高市首相の「寝てない自慢」とも取れる投稿がSNSで大きな反発を呼んでいる。「無能の仕事ぶり」「恥ずかしすぎる」といった批判が殺到し、国民の失望を招く結果となった。評論家の真鍋厚氏は、この現象をポピュリズムの文脈から分析する。
テクノ・ポピュリズムの台頭
近年のポピュリズムは、社会経済状況の悪化を受け、有能なリーダーシップとスピーディな意思決定を求める「テクノ・ポピュリズム」へ移行した。政治家は「具体的なソリューションを提供する経営者・エンジニア的存在」として評価されやすくなっている。
「人間臭さ」の演出とその危うさ
こうした中で重要な演出となるのが、「あえて自分の弱さや人間臭さを見せる」スタイルだ。政治学者モフィットは、ポピュリストが「真正性」を演出する手段として、荒っぽい言葉遣いや「自分はあなたと同じ普通の人間だ」というメッセージの身体的表現を挙げている。高市氏は「国家の最高責任者も、休日には溜まった洗濯物に追われ、ボタン付けをしている」と私生活の泥臭さを前面に出し、庶民との感覚共有を狙ったとみられる。

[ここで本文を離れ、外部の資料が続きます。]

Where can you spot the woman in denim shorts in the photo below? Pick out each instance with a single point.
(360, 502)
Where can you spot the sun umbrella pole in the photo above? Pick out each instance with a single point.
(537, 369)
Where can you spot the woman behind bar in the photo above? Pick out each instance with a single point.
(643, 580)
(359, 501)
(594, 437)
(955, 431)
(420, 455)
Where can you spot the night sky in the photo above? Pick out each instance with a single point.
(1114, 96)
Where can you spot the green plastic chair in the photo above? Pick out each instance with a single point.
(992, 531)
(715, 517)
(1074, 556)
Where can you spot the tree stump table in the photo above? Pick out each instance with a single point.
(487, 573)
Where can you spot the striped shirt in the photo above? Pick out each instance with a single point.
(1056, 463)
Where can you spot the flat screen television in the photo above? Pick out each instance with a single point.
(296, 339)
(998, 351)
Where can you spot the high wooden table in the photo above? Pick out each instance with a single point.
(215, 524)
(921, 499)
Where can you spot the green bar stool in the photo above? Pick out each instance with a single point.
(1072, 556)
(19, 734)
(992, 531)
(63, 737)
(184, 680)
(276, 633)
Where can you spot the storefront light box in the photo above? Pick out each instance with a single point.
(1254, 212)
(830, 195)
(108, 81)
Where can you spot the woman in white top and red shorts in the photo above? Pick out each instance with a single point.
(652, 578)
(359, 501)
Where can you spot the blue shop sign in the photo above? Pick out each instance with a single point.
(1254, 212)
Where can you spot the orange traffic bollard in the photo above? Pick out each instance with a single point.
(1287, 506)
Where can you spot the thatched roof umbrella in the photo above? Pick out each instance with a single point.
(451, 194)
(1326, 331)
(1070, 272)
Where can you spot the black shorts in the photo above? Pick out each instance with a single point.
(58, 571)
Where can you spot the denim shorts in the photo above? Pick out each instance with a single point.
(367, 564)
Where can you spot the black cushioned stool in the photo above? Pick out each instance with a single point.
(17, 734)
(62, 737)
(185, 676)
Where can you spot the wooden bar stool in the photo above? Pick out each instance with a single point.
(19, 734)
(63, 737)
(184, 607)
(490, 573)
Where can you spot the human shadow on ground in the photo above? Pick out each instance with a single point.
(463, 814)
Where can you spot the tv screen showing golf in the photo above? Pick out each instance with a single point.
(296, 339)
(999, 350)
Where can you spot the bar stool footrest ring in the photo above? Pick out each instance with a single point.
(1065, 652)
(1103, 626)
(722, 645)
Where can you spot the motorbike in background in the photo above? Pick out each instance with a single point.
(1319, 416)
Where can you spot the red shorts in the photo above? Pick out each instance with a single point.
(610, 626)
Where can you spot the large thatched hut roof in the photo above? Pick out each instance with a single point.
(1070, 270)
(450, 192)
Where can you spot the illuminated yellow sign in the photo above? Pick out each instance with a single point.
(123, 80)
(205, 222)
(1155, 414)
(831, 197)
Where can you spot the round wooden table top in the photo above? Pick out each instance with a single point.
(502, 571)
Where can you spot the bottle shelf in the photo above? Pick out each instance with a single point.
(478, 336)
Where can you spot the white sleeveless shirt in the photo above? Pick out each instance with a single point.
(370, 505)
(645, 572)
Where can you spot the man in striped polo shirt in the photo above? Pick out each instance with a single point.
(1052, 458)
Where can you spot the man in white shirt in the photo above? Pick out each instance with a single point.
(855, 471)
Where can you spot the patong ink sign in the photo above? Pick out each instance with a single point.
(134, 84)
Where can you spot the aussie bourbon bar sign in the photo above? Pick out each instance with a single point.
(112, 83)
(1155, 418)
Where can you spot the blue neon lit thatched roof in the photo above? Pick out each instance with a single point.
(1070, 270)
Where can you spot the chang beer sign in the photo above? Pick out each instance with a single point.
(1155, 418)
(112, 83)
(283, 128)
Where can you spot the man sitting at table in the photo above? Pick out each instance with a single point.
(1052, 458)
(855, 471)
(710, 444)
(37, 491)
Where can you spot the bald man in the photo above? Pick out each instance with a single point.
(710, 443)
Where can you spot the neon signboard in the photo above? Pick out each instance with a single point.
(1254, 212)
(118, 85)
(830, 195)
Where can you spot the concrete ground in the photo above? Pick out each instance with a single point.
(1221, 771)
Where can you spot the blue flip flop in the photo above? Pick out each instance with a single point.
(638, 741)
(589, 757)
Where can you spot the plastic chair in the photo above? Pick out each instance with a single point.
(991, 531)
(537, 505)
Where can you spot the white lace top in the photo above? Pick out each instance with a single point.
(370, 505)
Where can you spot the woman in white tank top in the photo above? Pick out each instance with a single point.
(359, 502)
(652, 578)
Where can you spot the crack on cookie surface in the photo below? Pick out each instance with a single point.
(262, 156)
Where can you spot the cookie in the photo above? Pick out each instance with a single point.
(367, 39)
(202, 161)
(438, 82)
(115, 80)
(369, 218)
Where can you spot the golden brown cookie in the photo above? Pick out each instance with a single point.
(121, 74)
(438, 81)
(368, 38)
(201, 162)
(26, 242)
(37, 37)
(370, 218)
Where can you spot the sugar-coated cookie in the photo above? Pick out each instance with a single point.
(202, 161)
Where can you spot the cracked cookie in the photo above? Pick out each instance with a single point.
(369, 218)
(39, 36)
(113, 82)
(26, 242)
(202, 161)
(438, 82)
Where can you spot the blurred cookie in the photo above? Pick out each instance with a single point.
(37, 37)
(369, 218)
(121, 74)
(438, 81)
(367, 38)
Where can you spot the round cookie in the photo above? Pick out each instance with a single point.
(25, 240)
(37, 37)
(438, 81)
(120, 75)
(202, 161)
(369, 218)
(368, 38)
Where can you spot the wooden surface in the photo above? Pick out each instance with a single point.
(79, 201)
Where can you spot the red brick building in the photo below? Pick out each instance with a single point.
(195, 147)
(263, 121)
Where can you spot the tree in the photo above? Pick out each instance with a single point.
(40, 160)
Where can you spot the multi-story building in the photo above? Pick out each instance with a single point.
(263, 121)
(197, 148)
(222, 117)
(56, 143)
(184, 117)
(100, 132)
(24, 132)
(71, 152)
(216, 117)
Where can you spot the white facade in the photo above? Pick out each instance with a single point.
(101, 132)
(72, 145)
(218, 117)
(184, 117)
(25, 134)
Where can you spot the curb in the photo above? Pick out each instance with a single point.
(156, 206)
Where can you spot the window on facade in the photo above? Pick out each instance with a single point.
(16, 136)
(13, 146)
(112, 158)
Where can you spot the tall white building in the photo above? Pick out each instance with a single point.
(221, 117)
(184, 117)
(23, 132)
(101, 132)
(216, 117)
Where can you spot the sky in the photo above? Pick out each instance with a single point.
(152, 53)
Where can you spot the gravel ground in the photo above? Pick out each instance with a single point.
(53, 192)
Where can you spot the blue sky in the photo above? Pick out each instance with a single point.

しかしモフィットはこの「真正性」の効果を「綱渡り」と呼び、危ういバランスの上に成り立つと指摘する。「真正性」が熱狂を生むのは、それが「既存のエリートや既得権益に対する挑戦」と映る時だけであり、これを「反逆の真正性」という。総裁選から首相就任後しばらくは、メディアや批判勢力に屈しない姿勢が支持を集めたが、政治的な闘争の舞台装置がない中での「インナーがないからアイロンをかける」という告白は、単なる「苦労話の垂れ流し」に過ぎず、親近感ではなく不快感をもたらした。
「危機のパフォーマンス」の失敗
モフィット理論のもう一つの柱は「危機のパフォーマンス」だ。ポピュリズム政治家は社会の不安や不満を「今すぐ解決すべき緊急事態」として際立たせ、それを打破する存在として振る舞う。しかし現在、国民が直面する実質賃金の低下、物価高、不透明な安全保障といった「マクロで構造的な危機」に対し、高市氏が投稿で描写したのは「会期末までのインナーとハンカチが足りなくなる」という「個人的で極めてミクロな危機」だった。